Thoracic microendoscopic discectomy: a human cadaver study
STUDY DESIGN/METHODS:Feasibility analysis of percutaneous posterolateral thoracic microendoscopic discectomy in a human cadaver model. OBJECTIVE:To describe a new, minimally invasive, posterolateral approach to the thoracic spine for the treatment of disc herniations. SUMMARY OF BACKGROUND/BACKGROUND:Thoracoscopic discectomy offers surgeons direct ventral access to thoracic disc herniations but requires entry into the chest.
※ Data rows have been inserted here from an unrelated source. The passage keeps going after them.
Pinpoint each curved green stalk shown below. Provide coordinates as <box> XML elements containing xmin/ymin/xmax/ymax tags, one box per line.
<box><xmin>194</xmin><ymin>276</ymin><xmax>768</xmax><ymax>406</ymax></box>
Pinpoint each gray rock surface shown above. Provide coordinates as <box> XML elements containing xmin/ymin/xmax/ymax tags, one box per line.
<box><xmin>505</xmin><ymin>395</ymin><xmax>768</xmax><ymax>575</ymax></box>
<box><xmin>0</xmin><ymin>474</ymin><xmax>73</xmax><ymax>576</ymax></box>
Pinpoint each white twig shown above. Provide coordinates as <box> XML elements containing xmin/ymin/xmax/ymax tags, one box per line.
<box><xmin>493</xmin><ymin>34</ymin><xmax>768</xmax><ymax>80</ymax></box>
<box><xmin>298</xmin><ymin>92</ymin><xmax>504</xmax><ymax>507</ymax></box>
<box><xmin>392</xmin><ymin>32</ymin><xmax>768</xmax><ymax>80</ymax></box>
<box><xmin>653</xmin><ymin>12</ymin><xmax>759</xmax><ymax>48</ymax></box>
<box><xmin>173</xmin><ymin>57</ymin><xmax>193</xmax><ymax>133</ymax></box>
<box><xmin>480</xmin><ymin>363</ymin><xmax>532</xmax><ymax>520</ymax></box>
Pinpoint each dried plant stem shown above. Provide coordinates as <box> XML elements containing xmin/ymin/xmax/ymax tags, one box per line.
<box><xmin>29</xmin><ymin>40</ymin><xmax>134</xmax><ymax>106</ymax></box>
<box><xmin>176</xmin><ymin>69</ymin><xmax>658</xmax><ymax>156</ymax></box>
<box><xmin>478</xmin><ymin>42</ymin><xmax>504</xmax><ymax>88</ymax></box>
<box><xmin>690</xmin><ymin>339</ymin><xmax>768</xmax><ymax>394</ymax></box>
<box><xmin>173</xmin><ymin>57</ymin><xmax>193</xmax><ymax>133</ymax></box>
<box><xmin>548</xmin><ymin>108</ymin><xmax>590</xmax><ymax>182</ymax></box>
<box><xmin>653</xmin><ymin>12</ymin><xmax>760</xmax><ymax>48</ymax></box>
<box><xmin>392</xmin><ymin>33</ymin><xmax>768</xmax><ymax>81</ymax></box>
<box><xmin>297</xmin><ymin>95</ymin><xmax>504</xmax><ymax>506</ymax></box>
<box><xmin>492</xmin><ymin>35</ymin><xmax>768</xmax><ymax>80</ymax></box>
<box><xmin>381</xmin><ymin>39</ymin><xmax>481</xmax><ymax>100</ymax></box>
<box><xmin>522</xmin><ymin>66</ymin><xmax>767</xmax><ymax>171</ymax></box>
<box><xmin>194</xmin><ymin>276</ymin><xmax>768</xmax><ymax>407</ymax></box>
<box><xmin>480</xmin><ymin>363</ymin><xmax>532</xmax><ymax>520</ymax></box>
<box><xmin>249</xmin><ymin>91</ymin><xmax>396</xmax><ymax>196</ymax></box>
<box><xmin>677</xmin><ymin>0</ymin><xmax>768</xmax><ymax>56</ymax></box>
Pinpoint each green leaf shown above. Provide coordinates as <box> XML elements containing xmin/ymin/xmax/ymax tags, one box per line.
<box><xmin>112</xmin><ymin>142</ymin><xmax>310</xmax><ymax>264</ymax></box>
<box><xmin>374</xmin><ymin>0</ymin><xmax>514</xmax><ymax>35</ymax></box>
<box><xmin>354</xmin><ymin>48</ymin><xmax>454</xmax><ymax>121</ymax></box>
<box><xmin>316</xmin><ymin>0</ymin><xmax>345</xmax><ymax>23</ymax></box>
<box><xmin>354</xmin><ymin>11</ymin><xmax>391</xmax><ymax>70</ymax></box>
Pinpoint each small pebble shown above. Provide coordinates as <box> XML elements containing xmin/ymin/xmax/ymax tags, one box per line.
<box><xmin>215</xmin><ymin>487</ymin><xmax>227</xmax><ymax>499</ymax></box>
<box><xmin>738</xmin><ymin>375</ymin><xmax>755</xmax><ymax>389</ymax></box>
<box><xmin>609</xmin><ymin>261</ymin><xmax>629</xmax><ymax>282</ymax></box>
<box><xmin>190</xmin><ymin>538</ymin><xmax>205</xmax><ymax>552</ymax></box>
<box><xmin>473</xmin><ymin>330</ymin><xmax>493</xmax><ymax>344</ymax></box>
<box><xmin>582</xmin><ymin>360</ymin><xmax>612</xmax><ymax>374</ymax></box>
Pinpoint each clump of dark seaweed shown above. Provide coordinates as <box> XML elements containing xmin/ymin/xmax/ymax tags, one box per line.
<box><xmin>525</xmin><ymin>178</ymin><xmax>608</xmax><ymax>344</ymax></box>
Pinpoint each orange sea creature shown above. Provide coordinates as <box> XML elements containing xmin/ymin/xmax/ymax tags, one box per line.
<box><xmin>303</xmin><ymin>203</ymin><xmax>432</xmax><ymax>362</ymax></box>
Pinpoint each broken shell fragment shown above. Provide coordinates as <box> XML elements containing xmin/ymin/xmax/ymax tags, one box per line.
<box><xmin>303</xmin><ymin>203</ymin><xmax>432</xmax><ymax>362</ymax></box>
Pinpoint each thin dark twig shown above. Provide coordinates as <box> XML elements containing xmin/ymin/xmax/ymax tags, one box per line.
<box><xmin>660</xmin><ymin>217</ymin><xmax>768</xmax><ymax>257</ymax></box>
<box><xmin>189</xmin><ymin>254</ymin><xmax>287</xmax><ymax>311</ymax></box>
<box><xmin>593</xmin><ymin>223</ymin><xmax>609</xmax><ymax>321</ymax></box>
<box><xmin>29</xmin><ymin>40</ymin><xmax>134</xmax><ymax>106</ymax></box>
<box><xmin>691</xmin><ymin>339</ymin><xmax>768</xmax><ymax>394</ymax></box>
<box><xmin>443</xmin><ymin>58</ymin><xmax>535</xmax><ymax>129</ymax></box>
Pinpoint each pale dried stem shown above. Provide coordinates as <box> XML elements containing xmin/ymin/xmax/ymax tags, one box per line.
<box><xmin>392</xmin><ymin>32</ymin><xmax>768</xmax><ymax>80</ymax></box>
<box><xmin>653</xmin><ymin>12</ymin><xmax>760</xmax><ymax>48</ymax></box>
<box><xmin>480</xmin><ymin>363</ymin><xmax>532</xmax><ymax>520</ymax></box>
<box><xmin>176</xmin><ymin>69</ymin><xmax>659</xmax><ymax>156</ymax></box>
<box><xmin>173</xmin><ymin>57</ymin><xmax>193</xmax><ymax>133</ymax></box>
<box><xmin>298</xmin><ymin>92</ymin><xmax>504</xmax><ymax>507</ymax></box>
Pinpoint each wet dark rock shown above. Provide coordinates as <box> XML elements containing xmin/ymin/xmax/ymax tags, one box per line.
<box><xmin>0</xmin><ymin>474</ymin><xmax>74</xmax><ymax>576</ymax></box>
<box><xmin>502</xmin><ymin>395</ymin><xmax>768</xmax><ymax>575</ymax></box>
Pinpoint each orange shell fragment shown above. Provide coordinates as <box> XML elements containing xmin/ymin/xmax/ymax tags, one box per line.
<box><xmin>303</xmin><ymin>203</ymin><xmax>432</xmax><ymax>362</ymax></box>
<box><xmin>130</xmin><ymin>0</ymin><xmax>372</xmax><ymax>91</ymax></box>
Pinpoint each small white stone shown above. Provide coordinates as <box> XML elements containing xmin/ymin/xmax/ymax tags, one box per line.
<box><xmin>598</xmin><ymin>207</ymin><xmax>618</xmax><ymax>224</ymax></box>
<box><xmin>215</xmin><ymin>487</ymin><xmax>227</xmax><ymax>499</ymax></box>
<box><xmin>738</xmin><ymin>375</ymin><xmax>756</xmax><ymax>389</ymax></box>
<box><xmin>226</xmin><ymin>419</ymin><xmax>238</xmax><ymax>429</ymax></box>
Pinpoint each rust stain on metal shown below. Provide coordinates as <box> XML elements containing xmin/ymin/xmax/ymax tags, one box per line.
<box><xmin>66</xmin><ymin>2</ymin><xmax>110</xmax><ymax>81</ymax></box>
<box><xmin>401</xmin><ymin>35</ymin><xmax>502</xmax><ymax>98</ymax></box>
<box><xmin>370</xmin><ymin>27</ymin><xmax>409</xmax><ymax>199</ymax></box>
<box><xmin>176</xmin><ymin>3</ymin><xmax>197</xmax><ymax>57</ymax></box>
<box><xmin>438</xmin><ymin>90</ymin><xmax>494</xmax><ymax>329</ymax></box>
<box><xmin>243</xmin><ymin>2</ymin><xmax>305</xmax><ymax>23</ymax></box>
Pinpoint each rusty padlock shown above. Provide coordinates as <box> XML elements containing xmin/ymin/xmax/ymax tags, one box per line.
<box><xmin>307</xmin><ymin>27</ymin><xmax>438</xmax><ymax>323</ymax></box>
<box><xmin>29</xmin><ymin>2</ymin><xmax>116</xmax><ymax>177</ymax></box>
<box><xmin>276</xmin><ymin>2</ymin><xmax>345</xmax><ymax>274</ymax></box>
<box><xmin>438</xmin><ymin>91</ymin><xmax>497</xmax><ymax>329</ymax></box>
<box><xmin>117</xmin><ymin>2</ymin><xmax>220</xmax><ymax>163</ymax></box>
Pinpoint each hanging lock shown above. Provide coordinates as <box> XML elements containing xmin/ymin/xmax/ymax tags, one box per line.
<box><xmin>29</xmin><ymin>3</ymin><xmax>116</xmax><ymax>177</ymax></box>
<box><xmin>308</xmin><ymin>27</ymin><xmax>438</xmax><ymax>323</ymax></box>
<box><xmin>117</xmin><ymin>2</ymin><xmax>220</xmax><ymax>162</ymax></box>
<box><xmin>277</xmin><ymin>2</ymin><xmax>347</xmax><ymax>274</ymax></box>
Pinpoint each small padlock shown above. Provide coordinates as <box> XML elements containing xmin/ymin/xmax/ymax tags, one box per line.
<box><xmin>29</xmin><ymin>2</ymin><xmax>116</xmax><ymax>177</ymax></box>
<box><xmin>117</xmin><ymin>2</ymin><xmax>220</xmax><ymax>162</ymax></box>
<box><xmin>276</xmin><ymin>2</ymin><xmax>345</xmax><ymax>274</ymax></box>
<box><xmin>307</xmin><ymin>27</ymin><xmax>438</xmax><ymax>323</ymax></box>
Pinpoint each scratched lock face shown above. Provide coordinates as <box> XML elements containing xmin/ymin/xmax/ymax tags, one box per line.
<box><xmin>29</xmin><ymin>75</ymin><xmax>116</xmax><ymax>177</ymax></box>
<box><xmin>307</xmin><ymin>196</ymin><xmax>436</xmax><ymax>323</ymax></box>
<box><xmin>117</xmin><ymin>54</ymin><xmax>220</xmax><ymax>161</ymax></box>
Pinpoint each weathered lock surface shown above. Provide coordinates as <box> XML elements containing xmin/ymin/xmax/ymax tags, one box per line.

Many surgeons favor a posterolateral approach to the thoracic spine, thereby avoiding morbidity associated with entry into the thoracic cavity. By adapting minimal access surgical techniques to the thoracic spine, effective treatment of thoracic disc herniations should be possible and may help expedite recovery. METHODS:Two cadaveric human torsos were used. Using simple adaptations of our standard lumbar microendoscopic discectomy technique, endoscopic discectomies were performed throughout the mid and lower thoracic spine. Operative time was recorded. The extent of the discectomy as well as the extent of bony removal was evaluated using computed tomography myelography. RESULTS:Nine discectomies were performed in two cadaveric specimens, from T5-T6-T9-T10. Operative times ranged from 46 to 77 minutes (mean 60 minutes). The procedure required removing 3.4 mm (+/-1.9 mm) of the ipsilateral facet, which amounted to 35.4% (+/-17.5%) of the facet complex. Canal decompression averaged 73.5% (+/-7.9%). CONCLUSIONS:Thoracic microendoscopic discectomy allows for a posterolateral approach to thoracic disc herniation without entry into the chest cavity that consistently gives access to the majority of the canal while requiring only a minimal amount of bone removal. This technique provides an approach angle similar to that obtained with other posterolateral discectomy techniques while limiting the morbidity associated with exposure.